Your experience of the site is not representative of what most of your users are experiencing, regardless of whether you’re a developer, an SEO specialist running an audit, or a project manager doing a sanity check. The throttling options in the Network panel let you close that gap right in the browser.

Tip: Switch to Slow 4G, hard-reload the page, and watch. If your hero image takes 4 seconds to appear, that’s what a significant portion of your audience is staring at.

Coverage Panel: Find Unused CSS and JavaScript

One of the most direct contributors to slow LCP is too much JavaScript and CSS being downloaded and parsed before the page can show anything useful.

The Coverage panel surfaces exactly where that waste is happening.

To use it:

  1. Command Menu → type “Coverage” → select “Show Coverage”
  2. Click the record button in the Coverage panel
  3. Interact with the page normally—scroll, click links, fill forms, anything a typical user might do
  4. Click Stop

Each JavaScript and CSS file loaded by the page appears in the list with a horizontal bar:

  • green means that portion of the file was executed or applied during your session
  • red means it wasn’t touched at all

A file showing 70% red means 70% of everything the browser downloaded and parsed for that file went unused on this page visit.

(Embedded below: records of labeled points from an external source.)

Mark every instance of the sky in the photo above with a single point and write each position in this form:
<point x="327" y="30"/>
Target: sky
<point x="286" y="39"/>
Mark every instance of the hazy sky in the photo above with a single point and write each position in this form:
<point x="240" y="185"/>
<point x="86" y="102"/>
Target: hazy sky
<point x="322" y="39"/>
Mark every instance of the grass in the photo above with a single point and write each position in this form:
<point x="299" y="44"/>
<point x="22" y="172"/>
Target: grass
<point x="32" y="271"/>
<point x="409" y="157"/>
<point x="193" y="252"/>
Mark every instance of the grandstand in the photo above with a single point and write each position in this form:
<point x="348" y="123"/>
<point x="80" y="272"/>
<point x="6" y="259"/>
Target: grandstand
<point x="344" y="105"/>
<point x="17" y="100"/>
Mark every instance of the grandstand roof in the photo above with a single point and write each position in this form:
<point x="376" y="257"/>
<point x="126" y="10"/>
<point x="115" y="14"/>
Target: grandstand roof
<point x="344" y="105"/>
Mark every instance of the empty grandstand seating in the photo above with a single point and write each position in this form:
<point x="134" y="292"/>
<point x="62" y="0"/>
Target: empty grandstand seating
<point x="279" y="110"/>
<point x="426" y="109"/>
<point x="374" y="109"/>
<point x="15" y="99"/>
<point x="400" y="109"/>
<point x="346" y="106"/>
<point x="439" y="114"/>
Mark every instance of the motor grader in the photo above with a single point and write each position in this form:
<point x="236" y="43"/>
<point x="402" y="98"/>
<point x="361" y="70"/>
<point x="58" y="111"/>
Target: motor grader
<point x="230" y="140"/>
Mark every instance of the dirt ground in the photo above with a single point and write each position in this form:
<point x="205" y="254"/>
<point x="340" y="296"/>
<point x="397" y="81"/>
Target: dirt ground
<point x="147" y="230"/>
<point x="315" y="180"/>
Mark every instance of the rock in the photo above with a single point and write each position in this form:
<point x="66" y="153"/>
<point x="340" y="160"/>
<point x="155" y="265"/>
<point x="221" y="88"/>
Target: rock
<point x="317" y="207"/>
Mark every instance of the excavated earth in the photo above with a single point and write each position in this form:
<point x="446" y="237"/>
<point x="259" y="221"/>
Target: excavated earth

How to load CSS and JavaScript the smart way

Now, let me clarify because this is easy to misread. The Coverage panel is telling you about this page on this visit.

If you’re auditing a WordPress site and your main style.css is showing 70% red, that doesn’t necessarily mean 70% of your stylesheet is garbage. It might mean those styles are written for templates or components that exist elsewhere on the site.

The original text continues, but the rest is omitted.